A substantial part of the initial radiative response to CO_{2} forcing may be viewed (and mathematically modeled) as reflecting a subdecadal time scale ocean adjustment process during which ocean heat transport and SST patterns alter, negatively affecting shortwave cloud radiative effect (Andrews et al. 2015) so that *R* increases for a given *T*, thus partially counteracting the forcing independently of surface temperature increase (Williams et al. 2008; Sherwood et al. 2015; Rugenstein et al. 2016). Feedback analysis derived constraints, even if correct, do not apply to such an adjustment. Accordingly, as during the initial decade or two the radiative response partly reflects adjustments, the apparent climate feedback parameter may be considerably higher than feedback analysis suggests is possible. While the (lower) underlying climate feedback parameter is not affected by adjustments, and may be time invariant, ECS is affected.

In abrupt4xCO2 simulations, where diagnosed climate feedback strength is typically substantially greater in the first decade or two than subsequently, eigenmode decomposition of CMIP5 AOGCM responses (Proistosescu and Huybers 2017) indicates that only about one-third of the initial forcing remains once subdecadal time scale responses are complete, and that the climate feedback parameter associated with subdecadal time scale responses, if not regarded as partially associated with adjustment processes, ranges up to 3 W m^{−2} K^{−1}.

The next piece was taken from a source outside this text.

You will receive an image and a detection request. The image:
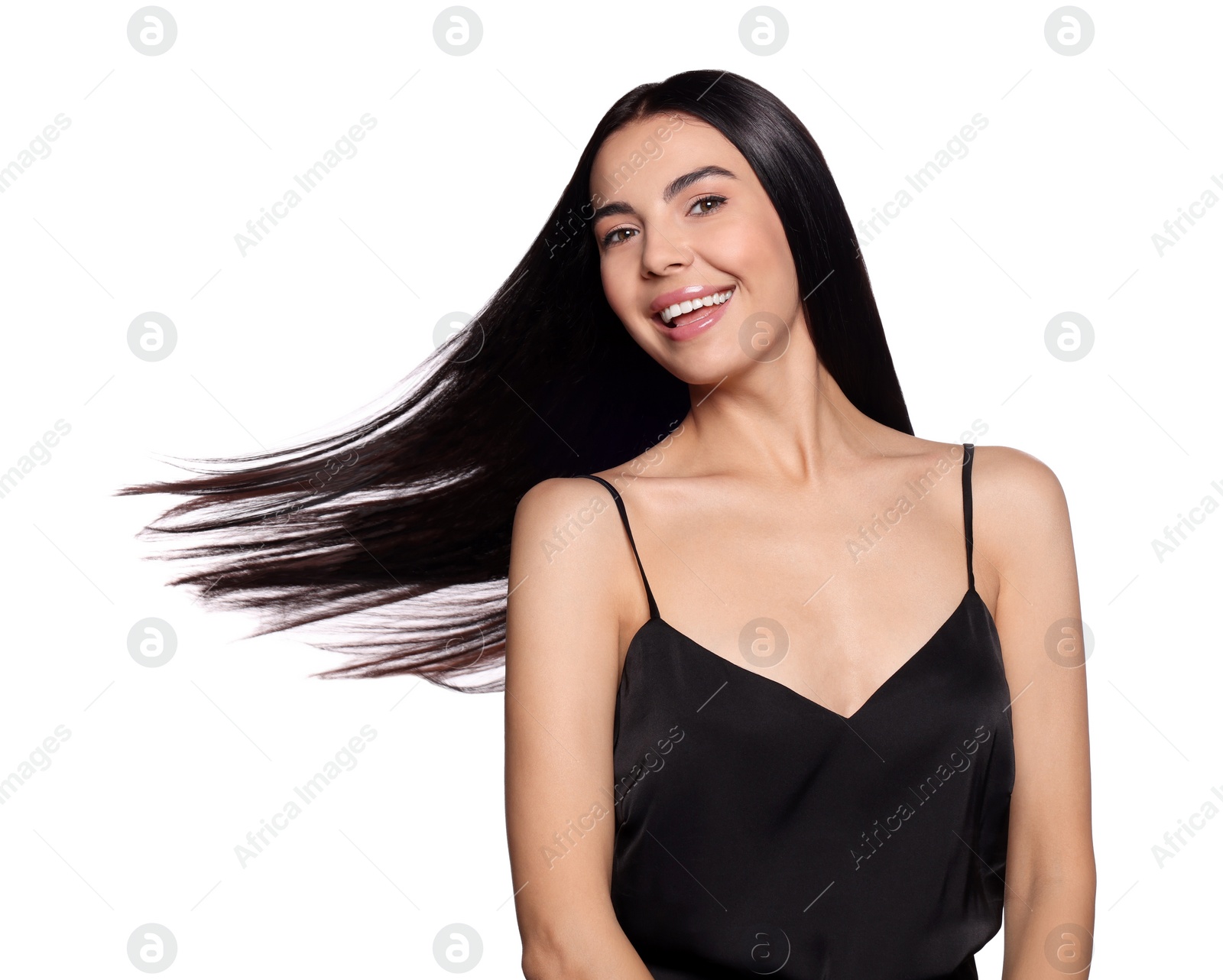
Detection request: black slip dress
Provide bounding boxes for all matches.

We conclude that simple global feedback analysis cannot rule out low ECS even if global cloud feedback is ultimately positive, because radiative response, forcing adjustments and feedbacks depend on the pattern of SST warming, which may differ significantly from that simulated by AOGCMs.

### c. ERF efficacy

There have been suggestions that the composite forcing during the historical period has an overall ERF efficacy below one, so that historical forcing will have produced less warming than CO_{2} forcing of equal ERF magnitude (Shindell 2014; Kummer and Dessler 2014; Marvel et al. 2016). In most cases, the shortfall is attributed principally to spatially inhomogeneous negative aerosol forcing having an efficacy exceeding one. Using historical all-forcings, WMGG-only, and natural forcings–only simulations by a small ensemble of CMIP5 models, Shindell estimated that aerosol ERF—combined with the much smaller ozone ERF—had an efficacy of 1.5, resulting in the (transient) efficacy of historical ERF being approximately 0.85. Kummer and Dessler showed that applying Shindell’s aerosol and ozone ERF efficacy estimate increased their ECS estimate by 50%.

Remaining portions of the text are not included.